According to Barbastathis, one only has to look to Singapore to see the dangers that could stem from relaxing quarantine measures too quickly. While the team didn’t study Singapore’s Covid-19 cases in their research, the second wave of infection this country is currently experiencing reflects their model’s finding about the correlation between quarantine measures and infection rate.
“If the U.S. were to follow the same policy of relaxing quarantine measures too soon, we have predicted that the consequences would be far more catastrophic,” Barbastathis adds.
The team plans to share the model with other researchers in the hopes that it can help inform Covid-19 quarantine strategies that can successfully slow the rate of infection.
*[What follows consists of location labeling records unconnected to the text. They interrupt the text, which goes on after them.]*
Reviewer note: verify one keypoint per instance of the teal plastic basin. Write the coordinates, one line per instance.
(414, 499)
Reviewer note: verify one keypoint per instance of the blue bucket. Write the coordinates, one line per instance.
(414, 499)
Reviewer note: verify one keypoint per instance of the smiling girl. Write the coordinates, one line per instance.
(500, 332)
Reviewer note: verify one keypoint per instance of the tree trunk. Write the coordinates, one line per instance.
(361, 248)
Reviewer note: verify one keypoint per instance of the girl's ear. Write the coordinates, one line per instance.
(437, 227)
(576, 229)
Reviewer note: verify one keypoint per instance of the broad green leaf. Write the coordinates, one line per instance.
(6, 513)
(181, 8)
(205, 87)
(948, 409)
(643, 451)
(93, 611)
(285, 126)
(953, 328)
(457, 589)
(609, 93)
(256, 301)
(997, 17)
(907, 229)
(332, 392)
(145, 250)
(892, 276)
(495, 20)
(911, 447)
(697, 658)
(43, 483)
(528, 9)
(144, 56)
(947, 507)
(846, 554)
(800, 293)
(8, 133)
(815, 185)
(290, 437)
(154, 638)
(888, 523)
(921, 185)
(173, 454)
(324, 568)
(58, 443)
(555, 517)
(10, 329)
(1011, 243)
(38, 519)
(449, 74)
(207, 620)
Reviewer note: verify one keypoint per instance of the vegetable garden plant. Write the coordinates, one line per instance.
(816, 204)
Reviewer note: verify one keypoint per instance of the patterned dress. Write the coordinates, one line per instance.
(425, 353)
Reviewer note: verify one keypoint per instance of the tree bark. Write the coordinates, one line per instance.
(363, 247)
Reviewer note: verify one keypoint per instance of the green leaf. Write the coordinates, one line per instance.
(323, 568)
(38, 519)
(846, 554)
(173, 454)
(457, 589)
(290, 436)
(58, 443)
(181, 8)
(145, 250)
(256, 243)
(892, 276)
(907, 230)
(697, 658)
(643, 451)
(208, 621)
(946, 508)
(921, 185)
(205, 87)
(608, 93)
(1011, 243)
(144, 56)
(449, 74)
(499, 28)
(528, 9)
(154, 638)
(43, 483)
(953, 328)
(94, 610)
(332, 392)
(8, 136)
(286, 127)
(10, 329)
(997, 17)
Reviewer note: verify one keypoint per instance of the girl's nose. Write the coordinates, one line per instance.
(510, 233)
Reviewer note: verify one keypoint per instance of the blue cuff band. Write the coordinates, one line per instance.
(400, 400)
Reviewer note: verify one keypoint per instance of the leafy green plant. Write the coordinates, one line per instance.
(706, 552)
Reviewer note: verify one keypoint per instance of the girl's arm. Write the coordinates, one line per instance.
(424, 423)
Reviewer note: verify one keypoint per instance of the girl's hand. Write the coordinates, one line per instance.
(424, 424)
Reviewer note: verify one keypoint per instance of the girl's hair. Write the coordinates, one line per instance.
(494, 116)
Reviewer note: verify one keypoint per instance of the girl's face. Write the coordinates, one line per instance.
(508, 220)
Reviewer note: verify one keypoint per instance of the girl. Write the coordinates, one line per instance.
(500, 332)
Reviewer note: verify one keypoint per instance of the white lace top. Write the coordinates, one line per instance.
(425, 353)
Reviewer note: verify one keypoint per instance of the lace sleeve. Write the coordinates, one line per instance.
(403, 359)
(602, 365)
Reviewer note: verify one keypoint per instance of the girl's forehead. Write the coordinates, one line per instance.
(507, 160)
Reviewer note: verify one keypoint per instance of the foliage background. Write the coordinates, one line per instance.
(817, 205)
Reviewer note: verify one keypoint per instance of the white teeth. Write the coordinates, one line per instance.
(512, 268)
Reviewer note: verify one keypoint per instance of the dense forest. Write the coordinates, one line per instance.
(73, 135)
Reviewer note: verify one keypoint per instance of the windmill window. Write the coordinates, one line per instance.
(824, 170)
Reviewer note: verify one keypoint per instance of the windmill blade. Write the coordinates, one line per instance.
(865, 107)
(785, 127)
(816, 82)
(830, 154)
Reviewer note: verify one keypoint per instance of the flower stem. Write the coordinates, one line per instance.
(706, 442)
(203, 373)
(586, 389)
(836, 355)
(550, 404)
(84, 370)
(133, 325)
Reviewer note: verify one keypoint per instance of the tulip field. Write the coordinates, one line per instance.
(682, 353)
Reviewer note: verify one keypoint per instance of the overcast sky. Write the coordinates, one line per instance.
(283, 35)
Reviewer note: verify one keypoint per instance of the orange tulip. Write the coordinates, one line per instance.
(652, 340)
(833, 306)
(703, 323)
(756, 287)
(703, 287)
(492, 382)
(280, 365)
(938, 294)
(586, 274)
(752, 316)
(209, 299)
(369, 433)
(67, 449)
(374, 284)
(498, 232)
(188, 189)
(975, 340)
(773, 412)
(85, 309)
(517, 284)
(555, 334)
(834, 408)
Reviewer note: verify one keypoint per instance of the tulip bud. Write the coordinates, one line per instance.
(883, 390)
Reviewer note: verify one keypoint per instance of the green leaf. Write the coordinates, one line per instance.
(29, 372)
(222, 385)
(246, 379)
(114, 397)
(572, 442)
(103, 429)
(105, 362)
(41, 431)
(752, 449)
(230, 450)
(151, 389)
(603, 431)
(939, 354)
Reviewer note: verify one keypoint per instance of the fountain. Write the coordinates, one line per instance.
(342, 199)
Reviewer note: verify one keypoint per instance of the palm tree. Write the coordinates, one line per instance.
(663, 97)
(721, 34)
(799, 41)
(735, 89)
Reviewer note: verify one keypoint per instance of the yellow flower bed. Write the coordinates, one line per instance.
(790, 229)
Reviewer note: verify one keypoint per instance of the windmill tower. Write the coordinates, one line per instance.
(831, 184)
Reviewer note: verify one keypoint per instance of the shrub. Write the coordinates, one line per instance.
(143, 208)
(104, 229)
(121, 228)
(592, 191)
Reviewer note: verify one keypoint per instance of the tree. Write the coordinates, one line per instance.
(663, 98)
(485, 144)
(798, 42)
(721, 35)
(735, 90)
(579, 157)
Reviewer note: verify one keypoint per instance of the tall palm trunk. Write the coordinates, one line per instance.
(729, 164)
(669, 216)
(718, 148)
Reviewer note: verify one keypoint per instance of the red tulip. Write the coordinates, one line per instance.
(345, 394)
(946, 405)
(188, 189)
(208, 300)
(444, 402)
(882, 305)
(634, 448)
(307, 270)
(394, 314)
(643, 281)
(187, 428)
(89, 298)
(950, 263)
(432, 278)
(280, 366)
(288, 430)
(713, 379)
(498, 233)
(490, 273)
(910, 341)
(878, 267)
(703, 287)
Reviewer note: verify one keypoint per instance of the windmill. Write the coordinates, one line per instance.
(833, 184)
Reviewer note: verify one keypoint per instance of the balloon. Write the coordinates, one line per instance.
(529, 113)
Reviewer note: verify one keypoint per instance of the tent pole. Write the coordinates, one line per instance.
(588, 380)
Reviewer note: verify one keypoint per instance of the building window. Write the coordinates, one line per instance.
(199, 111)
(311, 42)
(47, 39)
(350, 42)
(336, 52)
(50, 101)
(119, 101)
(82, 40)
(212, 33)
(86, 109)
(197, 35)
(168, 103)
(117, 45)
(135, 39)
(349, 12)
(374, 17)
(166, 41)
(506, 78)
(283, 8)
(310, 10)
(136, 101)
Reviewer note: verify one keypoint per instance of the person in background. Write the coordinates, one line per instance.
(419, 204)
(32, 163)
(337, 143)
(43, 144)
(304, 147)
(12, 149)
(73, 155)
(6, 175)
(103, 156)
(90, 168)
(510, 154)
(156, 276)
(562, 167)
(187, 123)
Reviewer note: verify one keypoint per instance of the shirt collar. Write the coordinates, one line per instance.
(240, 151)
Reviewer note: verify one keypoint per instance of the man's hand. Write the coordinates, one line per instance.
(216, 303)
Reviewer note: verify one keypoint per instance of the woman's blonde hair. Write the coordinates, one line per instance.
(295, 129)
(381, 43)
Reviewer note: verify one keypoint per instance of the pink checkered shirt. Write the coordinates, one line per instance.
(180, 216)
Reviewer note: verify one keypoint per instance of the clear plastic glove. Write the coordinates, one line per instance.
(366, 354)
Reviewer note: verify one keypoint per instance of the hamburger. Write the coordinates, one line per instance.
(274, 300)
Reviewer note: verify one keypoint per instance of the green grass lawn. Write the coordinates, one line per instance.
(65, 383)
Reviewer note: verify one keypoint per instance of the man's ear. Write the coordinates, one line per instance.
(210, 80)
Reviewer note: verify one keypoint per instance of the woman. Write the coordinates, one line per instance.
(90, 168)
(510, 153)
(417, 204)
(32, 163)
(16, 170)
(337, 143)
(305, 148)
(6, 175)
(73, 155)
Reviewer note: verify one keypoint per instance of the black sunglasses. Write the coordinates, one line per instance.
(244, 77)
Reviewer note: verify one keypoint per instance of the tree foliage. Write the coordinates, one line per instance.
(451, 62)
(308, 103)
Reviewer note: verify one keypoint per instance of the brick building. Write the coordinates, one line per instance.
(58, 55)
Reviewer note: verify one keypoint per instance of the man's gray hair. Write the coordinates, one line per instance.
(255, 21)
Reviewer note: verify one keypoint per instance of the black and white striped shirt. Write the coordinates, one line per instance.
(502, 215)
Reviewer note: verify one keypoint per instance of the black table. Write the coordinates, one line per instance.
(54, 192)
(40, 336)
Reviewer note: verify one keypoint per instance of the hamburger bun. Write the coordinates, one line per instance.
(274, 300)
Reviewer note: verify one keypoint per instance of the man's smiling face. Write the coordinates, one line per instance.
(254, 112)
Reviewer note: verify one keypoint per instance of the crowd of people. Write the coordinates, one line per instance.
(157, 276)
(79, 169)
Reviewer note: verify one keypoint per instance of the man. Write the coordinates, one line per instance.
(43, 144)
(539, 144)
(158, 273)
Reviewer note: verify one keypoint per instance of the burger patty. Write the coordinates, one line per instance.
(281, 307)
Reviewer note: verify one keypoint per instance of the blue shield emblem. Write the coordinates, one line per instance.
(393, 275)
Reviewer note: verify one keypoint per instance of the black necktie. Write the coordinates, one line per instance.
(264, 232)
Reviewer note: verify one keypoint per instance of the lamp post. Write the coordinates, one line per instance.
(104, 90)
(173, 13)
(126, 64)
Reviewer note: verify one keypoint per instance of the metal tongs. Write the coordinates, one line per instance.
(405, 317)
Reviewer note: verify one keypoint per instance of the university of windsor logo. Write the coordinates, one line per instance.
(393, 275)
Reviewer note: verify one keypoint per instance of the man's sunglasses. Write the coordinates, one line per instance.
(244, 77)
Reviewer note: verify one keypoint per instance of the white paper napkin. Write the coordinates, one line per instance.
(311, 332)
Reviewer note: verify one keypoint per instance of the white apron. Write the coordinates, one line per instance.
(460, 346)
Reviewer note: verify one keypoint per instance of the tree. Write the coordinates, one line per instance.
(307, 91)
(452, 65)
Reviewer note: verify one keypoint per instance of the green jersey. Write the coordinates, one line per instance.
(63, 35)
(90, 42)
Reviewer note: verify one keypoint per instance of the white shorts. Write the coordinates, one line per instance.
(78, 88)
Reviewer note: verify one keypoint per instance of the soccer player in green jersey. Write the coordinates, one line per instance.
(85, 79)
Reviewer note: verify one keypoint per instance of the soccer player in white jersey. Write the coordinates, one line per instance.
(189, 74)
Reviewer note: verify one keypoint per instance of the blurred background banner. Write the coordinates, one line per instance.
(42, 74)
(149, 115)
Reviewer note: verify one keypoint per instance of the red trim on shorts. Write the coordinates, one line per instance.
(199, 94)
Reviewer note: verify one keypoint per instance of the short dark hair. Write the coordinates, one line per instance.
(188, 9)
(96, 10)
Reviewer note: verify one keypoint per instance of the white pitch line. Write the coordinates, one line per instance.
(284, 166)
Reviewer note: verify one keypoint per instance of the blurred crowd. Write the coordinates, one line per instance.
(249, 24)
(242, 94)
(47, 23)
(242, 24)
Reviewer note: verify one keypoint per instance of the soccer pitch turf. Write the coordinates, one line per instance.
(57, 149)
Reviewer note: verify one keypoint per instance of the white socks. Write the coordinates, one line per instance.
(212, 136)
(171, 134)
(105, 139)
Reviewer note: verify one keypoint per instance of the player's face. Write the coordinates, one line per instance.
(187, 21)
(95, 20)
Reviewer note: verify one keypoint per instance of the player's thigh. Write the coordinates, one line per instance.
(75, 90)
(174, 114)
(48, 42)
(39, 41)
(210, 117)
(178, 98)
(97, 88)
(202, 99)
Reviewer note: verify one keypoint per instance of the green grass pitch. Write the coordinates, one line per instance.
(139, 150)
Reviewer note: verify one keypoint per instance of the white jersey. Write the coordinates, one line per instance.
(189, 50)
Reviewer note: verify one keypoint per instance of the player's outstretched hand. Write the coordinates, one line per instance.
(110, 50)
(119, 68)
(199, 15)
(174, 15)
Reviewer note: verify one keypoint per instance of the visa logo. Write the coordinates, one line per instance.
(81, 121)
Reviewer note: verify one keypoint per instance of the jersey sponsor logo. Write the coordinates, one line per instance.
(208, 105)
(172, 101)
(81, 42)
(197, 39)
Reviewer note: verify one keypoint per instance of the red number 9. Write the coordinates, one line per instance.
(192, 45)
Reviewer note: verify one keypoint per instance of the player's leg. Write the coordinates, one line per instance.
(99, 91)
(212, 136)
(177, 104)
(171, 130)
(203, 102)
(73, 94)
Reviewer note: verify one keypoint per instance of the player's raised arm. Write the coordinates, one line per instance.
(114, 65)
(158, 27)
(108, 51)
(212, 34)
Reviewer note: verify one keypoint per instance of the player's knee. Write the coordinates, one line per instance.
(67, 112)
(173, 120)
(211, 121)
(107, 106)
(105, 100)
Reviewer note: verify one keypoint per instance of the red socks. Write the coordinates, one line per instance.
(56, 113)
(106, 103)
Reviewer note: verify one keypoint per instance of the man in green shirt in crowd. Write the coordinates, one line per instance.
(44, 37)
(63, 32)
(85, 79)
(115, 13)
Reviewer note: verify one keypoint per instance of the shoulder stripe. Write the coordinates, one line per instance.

Quantifying the effect of quarantine control in Covid-19 infectious spread using machine learning
Since the first recording of what we now call Covid-19 infection in Wuhan, Hubei province, China on Dec 31, 2019, the disease has spread worldwide and met with a wide variety of social distancing and quarantine policies. The effectiveness of these responses is notoriously difficult to quantify as individuals travel, violate policies deliberately or inadvertently, and infect others without themselves being detected. Moreover, the publicly available data on infection rates are themselves unreliable due to limited testing and even possibly under-reporting. In this paper, we attempt to interpret and extrapolate from publicly available data using a mixed first-principles epidemiological equations and data-driven neural network model. Leveraging our neural network augmented model, we focus our analysis on four locales: Wuhan, Italy, South Korea and the United States of America, and compare the role played by the quarantine and isolation measures in each of these countries in controlling the effective reproduction number Rt of the virus. Our results unequivocally indicate that the countries in which rapid government interventions and strict public health measures for quarantine and isolation were implemented were successful in halting the spread of infection and prevent it from exploding exponentially. In the case of Wuhan especially, where the available data were earliest available, we have been able to test the predicting ability of our model by training it from data in the January 24 till March 3 window, and then matching the predictions up to April 1. Even for Italy and South Korea, we have a buffer window of one week (25 March – 1 April) to validate the predictions of our model. In the case of the US, our model captures well the current infected curve growth and predicts a halting of infection spread by 20 April 2020. We further demonstrate that relaxing or reversing quarantine measures right now will lead to an exponential explosion in the infected case count, thus nullifying the role played by all measures implemented in the US since mid March 2020.